Im Zoo von Liberec in Tschechien ist eine Mähnenrobbe gestorben, weil sie den Kopf einer Spielzeugpuppe verschluckt hat. Das hat die Obduktion ergeben, wie der Zoo am Dienstag mitgeteilt hat. Der Fremdkörper wurde am Übergang vom Magen zum Dünndarm gefunden. Die Tierpfleger haben das 17 Jahre alte Männchen namens Hugo am Samstag in der Früh leblos im Gehege entdeckt. Hugo war die letzte Mähnenrobbe im Zoo der nordböhmischen Stadt. Seit 1975 gibt es dort diese Tiere.
Laut Zoo wurde der beschädigte Körper der Spielzeugpuppe schon zwei Tage vorher aus dem Robbenbecken gefischt. Es habe aber nichts darauf hingedeutet, dass Hugo Teile davon verschluckt hat. Er hat ganz normal gefressen. Außerdem ist eine Narkose für eine Röntgen- oder Ultraschalluntersuchung bei älteren Tieren immer mit einem großen Risiko verbunden.
So ein Vorfall ist leider nicht zum ersten Mal passiert: Im Jahr 2009 hat das Robbenmännchen Nico einen großen Stein verschluckt, den ein Zoobesucher ins Becken geworfen hat. Das Tier hat eine Notoperation nicht überlebt. Vor rund zwanzig Jahren wurden bei einer Obduktion im Magen des Männchens Felix 7,5 Kilo Fremdkörper gefunden, wie die tschechische Nachrichtenagentur CTK berichtet hat.
Trotz des unerwarteten Todes möchte der Zoo mit der Sanierung des Robbengeheges weiterzumachen, die seit dem Frühjahr läuft.

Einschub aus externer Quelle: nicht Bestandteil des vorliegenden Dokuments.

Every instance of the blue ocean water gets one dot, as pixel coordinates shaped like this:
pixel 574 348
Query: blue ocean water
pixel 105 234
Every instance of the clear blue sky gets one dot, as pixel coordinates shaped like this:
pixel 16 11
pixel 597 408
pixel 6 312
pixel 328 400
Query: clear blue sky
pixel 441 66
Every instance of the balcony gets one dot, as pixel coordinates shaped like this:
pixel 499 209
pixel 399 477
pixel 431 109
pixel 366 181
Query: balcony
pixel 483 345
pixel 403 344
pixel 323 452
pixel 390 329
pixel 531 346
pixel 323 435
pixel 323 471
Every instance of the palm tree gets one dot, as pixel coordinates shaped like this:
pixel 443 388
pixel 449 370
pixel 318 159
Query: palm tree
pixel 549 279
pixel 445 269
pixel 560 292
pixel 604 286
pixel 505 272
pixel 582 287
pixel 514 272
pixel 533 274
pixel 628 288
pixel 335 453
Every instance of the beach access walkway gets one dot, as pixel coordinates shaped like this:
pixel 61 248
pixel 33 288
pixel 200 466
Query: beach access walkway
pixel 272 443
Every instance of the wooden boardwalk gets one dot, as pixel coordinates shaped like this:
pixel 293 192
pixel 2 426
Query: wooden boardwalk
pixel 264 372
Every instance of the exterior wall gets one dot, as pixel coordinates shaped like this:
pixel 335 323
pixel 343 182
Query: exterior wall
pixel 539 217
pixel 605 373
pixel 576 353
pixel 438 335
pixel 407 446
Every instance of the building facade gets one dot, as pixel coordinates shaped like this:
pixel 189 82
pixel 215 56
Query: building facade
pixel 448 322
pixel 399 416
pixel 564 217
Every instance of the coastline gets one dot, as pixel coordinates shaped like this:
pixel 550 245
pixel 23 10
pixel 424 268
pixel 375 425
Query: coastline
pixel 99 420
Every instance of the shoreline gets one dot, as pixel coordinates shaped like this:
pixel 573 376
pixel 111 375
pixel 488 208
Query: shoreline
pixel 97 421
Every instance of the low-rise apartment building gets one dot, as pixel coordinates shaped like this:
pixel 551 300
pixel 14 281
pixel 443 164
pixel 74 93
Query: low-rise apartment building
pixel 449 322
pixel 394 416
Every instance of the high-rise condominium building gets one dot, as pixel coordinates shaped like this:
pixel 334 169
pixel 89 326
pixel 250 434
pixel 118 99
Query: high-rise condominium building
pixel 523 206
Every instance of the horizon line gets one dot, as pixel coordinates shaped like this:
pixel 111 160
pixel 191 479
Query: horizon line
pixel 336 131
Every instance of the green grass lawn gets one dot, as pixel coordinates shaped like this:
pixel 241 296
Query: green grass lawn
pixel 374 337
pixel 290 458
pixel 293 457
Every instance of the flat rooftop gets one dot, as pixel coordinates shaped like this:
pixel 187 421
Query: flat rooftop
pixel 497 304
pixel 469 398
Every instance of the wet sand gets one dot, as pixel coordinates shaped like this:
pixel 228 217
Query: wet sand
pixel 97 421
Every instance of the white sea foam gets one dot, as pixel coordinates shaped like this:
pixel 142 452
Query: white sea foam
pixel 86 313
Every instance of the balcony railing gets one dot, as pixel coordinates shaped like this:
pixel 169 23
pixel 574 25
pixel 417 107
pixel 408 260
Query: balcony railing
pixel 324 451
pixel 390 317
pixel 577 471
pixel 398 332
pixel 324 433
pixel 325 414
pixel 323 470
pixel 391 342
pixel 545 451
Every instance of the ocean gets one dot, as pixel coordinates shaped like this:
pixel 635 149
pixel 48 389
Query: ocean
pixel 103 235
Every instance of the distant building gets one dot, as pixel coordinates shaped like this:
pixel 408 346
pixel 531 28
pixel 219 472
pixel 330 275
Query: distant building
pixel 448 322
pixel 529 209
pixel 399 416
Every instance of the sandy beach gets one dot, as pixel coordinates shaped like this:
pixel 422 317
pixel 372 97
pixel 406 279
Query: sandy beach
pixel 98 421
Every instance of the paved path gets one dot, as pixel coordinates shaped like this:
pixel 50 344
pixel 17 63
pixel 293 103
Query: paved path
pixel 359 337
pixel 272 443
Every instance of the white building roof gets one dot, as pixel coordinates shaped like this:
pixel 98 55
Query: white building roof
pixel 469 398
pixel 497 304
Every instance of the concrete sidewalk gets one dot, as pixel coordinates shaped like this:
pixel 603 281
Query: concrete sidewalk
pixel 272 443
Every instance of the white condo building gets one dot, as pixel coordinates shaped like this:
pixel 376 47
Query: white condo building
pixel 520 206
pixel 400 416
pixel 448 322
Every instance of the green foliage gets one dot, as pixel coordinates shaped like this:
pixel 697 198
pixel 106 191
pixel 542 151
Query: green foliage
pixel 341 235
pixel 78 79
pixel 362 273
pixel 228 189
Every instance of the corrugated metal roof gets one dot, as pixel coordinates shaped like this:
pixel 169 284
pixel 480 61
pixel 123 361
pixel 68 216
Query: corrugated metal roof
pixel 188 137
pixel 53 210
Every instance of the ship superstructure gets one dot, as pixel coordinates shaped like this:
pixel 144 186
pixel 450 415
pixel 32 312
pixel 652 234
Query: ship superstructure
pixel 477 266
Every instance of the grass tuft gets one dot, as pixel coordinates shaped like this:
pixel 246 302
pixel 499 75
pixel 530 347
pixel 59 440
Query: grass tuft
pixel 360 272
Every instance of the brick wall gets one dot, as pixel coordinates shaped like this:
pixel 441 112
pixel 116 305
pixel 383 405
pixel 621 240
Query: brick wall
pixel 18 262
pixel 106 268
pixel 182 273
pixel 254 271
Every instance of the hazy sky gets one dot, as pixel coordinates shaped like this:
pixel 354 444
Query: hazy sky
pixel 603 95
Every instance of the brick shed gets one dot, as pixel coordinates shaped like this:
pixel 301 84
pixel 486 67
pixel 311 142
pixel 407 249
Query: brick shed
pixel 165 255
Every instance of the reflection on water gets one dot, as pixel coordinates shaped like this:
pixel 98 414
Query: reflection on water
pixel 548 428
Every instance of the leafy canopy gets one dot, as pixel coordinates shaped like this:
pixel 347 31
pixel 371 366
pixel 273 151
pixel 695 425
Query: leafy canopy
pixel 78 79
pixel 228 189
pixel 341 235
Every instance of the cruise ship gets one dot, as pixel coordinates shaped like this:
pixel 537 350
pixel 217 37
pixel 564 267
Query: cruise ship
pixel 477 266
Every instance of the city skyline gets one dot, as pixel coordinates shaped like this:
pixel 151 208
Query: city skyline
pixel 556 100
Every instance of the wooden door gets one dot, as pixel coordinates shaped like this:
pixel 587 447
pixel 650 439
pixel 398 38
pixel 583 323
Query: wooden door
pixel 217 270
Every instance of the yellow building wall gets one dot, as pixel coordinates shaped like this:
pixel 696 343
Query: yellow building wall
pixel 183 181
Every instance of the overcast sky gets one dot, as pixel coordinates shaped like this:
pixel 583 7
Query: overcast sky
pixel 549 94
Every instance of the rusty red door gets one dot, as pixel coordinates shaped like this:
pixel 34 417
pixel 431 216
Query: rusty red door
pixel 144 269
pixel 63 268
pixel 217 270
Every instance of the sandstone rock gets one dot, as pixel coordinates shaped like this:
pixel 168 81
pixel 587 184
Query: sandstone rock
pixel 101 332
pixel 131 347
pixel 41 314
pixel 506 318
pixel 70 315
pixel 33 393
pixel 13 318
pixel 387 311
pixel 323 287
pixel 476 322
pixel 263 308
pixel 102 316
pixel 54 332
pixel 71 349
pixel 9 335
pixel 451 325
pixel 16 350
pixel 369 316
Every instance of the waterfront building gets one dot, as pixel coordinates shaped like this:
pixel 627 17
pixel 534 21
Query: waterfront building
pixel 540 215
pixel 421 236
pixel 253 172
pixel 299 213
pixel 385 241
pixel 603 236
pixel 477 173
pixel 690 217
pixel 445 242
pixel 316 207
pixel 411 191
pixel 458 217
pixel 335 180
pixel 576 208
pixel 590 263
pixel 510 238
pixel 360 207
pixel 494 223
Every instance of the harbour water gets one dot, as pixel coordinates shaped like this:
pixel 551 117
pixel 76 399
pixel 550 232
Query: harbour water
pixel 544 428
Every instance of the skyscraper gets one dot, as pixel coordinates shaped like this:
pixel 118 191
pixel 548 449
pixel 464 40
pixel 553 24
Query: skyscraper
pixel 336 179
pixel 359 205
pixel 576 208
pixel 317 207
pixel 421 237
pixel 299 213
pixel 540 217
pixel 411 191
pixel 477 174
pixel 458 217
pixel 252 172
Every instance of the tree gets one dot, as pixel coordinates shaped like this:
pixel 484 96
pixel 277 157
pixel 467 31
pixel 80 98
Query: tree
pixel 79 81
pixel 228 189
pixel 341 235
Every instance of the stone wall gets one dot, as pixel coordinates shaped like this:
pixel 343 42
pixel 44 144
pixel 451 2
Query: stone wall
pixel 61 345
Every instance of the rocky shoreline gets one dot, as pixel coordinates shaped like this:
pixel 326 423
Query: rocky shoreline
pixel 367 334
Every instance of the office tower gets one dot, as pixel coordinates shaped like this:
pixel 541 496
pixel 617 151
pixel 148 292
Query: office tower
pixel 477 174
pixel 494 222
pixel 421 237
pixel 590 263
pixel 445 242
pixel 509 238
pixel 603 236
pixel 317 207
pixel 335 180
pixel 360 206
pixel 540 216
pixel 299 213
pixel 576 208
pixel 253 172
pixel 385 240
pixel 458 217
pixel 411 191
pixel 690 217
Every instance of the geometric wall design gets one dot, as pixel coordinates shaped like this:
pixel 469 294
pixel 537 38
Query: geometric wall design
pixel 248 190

Jetzt wird geprüft, ob neben zusätzlichen Überwachungskameras noch weitere Sicherheitsmaßnahmen notwendig sind. Wann neue Tiere einziehen ist bisher nicht klar. Sicher ist aber: Es werden wohl keine Mähnenrobben mehr sein, sondern kalifornische Seelöwen, die in Zoos öfter zu sehen sind.